I held on so tightly as she slowly got up to make her way to her already packed suitcases. On top was a care package I had come by to give to her so she would have something to remember us by. Pictures in frames, posters to hang, tiny stuffed animals, and keepsakes from everything we had done that year.

“I don’t know what to do right now.” It was the only thing I could blurt out because I knew it was the only thing that came to mind.

She came back towards me and kissed me softly and sweetly. “I love you. Just remember that.”

I cried for about fifteen minutes as her grandparents told her that they needed to leave an hour ago and that I had to go home because they had dinner reservations on their way to New Hampshire. It was a family thing. I wasn’t invited.

I took a deep breath and wrapped my arms around her one last time.


May 19th, 2012

Hitting on every girl in sight was probably a terrible idea. They can smell desperation and I had to reek of it. My sternum and fist were killing from a playful fight in the front yard in one of the most primal displays of ritualized mating I probably ever engaged in. I even technically won the fight in the proper sense. I don’t even know why we did it. Either way, at the end of the night all I could see out on the street and at the party were people making out with one another and it was all too much. This was a terrible idea. I shouldn’t have left that barbecue earlier in the evening that made me even drunker than I probably would have been. As people tend to do when they essentially bottom out emotionally, they try to find anything they can to numb the pain, but they only make it far worse.
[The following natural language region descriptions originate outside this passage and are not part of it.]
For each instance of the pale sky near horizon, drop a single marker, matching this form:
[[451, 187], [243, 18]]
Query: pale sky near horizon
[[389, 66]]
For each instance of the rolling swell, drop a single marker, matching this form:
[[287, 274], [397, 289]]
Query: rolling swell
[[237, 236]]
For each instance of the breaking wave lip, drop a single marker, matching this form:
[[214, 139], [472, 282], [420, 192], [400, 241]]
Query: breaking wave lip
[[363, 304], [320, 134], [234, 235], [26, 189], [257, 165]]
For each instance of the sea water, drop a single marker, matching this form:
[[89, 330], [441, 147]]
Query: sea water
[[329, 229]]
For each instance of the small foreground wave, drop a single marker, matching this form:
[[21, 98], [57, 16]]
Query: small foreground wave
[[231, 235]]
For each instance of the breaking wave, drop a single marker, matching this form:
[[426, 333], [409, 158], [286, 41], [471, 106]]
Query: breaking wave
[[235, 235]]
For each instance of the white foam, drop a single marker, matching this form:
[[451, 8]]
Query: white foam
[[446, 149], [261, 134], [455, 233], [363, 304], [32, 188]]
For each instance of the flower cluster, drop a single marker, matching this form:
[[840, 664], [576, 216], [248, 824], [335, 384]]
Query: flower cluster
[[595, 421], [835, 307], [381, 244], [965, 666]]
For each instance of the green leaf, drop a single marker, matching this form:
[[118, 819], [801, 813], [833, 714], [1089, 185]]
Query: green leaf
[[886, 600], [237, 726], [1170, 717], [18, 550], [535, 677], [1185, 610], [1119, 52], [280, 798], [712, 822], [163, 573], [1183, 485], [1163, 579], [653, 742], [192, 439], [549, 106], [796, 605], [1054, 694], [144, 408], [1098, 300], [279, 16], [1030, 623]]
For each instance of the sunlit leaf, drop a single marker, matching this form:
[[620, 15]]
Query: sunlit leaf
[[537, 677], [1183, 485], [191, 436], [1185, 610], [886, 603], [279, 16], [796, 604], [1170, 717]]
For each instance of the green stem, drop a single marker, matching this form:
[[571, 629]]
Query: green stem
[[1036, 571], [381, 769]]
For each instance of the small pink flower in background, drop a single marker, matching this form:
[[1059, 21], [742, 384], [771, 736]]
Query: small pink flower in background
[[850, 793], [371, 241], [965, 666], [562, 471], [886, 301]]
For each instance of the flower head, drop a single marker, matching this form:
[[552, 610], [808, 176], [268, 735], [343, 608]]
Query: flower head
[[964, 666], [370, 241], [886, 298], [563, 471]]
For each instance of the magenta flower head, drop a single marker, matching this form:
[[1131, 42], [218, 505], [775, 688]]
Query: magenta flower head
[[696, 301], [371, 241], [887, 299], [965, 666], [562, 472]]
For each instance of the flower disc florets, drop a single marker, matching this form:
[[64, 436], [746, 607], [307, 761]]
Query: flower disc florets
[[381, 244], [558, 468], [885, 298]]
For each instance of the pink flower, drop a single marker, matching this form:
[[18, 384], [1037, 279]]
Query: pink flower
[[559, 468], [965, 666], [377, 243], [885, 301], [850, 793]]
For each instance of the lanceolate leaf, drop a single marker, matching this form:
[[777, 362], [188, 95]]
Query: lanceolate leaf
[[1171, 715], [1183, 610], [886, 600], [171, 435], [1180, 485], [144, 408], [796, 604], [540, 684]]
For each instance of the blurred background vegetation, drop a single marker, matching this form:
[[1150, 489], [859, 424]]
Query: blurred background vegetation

I could hear the voices of people fading in the background asking me to come back to the party, or to grab a glass of water at the very least. I didn’t look back. I didn’t want to be around anyone anymore. I was going to pay for it tonight, tomorrow, and forever for the past. And in that moment I realized I’m the type of person who just can’t ever let anything go. That was roughly at the same moment I vomited behind that U of T dumpster and threw the trash can in a rage.

I never felt smaller than screaming to myself in that moment with no one around to hear it.